The [Sandman’s] hood was angled over his shoulder, as though he were looking back at her, expecting her to call him back, to beg for his occasional, ecstatic visits between long seasons of wakefulness. To keep her secret knowledge of the workings of the universe, of every hour of the night, the changing shadows across the sleep-softened faces of friends and lovers. She said nothing. She craned her head back and rolled it side to side across the top of the throne's backrest, to carve out a cradle for her skull in the soft-packed sand. At the edges of her vision, the desert blew away, curling in the wind like ocean surf, dissipating into the air. She closed her eyes and slept the dreamless, nourishing, ungrateful sleep of the innocent.

— ”Sandman”
Lesser Known Monsters of the 21st Century
p.81

Sleep Hygiene

1oz Seedlip Grove 42 (or Orange Flavored Vodka, like Ketel One Oranje)
1oz Seedlip Spice 94 (or 0.5oz Spiced Rum)
1oz Chamomile Tea, Double Brewed
0.5oz Tart Cherry Juice
0.5oz Lemon Juice
0.75oz Sandman Syrup* (roughly 1/4th a 1mg Melatonin – always be mindful when using Melatonin!)

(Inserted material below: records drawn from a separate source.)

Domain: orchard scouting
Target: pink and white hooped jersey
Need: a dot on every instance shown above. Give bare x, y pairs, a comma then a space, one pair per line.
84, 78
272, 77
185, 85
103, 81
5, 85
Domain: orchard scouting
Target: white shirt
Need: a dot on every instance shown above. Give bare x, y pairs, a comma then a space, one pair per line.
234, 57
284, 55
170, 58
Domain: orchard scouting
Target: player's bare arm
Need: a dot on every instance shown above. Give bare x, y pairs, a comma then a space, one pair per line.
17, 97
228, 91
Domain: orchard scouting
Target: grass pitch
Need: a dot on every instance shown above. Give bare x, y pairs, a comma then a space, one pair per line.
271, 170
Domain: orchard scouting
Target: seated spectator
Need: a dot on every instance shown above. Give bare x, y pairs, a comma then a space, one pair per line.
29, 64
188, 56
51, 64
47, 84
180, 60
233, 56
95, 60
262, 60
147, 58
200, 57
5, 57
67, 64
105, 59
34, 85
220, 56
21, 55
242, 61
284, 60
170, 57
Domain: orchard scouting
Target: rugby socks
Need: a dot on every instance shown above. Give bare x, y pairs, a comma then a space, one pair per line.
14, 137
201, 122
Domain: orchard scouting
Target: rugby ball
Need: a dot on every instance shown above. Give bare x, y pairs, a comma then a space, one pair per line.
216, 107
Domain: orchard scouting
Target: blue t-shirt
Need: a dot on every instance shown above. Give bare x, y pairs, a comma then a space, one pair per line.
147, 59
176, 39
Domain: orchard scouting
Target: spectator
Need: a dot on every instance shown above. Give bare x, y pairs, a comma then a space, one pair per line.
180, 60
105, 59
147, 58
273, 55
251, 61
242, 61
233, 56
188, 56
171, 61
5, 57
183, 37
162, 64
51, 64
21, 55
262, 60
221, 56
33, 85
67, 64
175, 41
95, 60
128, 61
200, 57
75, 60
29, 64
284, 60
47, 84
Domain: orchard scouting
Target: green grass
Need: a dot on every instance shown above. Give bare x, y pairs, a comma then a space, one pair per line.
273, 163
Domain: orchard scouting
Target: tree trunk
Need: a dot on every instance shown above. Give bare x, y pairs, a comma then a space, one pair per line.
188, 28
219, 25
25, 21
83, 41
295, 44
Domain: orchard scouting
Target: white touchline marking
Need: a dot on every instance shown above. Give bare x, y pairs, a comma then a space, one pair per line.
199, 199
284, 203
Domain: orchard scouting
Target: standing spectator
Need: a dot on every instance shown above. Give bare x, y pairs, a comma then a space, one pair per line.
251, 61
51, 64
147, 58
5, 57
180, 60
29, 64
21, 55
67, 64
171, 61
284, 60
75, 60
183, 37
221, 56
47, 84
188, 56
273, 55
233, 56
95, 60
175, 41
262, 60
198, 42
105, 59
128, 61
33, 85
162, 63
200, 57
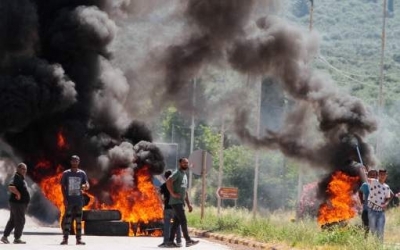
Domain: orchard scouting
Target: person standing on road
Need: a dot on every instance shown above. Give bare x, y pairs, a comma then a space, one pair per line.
177, 186
363, 194
168, 214
73, 181
18, 201
378, 200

  1. Add all ingredients to a shaker tin with ice and shake for 10 seconds (up to 15 if using alcohol) and strain into a coupe (or glass or mug) and enjoy right before laying down to sleep for at least 8 hours.

Note: To avoid meeting the Sandman, replace Sandman Syrup with a Rich Lavender Syrup instead.

*Sandman Syrup: Microwave 2oz of water (by weight) until boiling then combine with 4oz of white sugar (by weight) until incorporated.

While the syrup is still warm-hot add the following:

  • two 1mg Melatonin pills (crushed into powder)

  • 1/2tsp L-Theanine Powder (about 800-1000mg)

  • 1/2tsp of Lavender Buds.

Stir vigorously until all powders are incorporated; microwave syrup in 7 second intervals to reheat syrup and better incorporate powders. Let steep until cool (4-6 hours), then strain out Lavender. Bottle, label, and keep refrigerated for up to 3 months. Again, only use right before bed and only if you can allow 8 hours of rest!